Tony Jolley

Rookie (17th June 1958 / England)

The Gossamer Ghosts Of May - Poem by Tony Jolley

I was on a ‘bit of a roll’ really:
The day, thus far anyway, had not lounged as some somnolent Lion,
So much as chased the day’s prey like a hungry Cheetah
Out on the endless plains of Higher Education.

Tutorials – showdowns for angry young ‘Rhinos’:
Lazy ‘Johnny-Come-Latelys’ – all bulk and no brain.

Seminars – exam revision for mercurial Meercats,
Suddenly transmogrified into question-spotting sentries and sentinels
Scanning the far horizon for the merest hint of a hint.

Email Inbox – herds of digitally-enhanced Wildebeeste
Driven by some primal urge
To hurl themselves headlong and senseless against the other side of my screen.

To this point I was still in control – still ‘on that roll’:
Nothing on the plains to phase me
Yet for all my native training and vision
Unaware I was being softly stalked,
Tenderly traced and tracked.


A shrill cry from the office undergrowth nearby –
My hand shot out without look or thought
To fasten my fingers around
The slender, yet surprisingly cool, neck of my quarry
To lift the creature, suddenly shocked into silence, aloft,
Its open jaw pressed firmly to the side of my face.

“Good afternoon...Tony Jolley…”………………….

The call of the wild duly answered with the traditional ritual,
I waited.
Waited; coiled yet confident.
Still in control.
Still ‘on that roll’.


I knew.
I knew before I knew who,
That this was an encounter of an altogether different dimension,
For the answering silence was too loud…too long;
Effectively giving away your position
Whilst yet concealing your identity: your mission.

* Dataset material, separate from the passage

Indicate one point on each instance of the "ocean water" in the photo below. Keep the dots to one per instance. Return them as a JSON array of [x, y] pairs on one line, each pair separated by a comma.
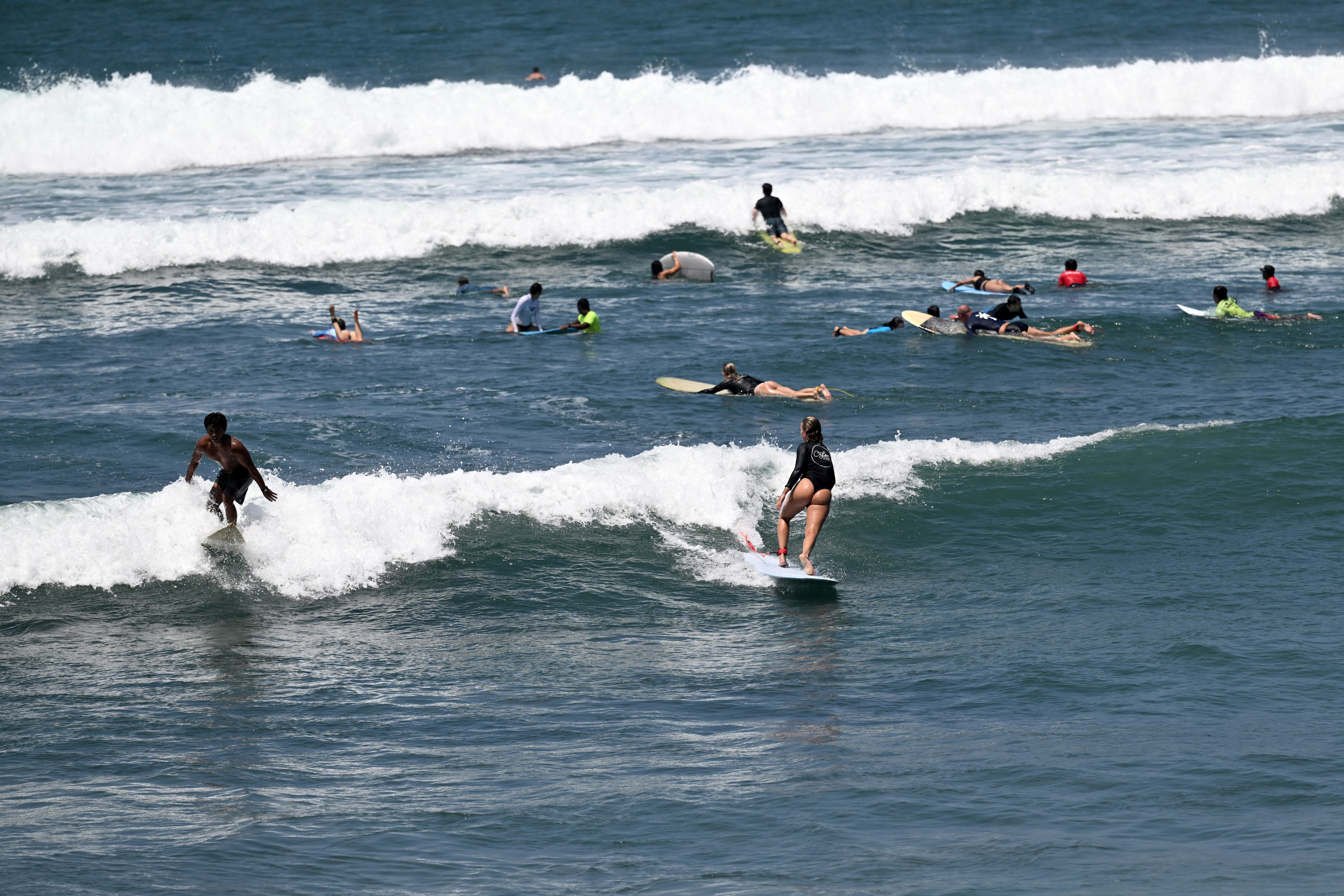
[[495, 634]]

“Hello, Tony…. It’s Debbie.”…………………..

The tall, sun-scorched savannah grasses
Waved, unhelpfully, across my memory’s line of sight:
A veil too light, too intangible to lift,
Gossamer ghosts, morning mist.

‘You could hide an entire pride in there –
At three or four Debbies a year for fifteen years –
A pride of fifty….’
…Then- it hit me:
Not a Debbie:
The Debbie.
My Debbie.
And not fifteen years: twenty.


My coil relaxed, unwound, serpent-like, of its own volition
Its widening orbits releasing captive muscles of ancient aspiration
From their life-sentence incarceration
To flex free and move and breathe
And dare to dream and hope again.

I saw this slow-motion unravelling,
Watched it, as if a spectator, from the bleachers in the Stadium of Me,
It was so slow as to be almost imperceptible
To all but the naked heart of the most ardent of supporters.
The process began after realisation -
Was finished before any conversation:
Less than a second on the telephone line
Relativity at work wound back to our time.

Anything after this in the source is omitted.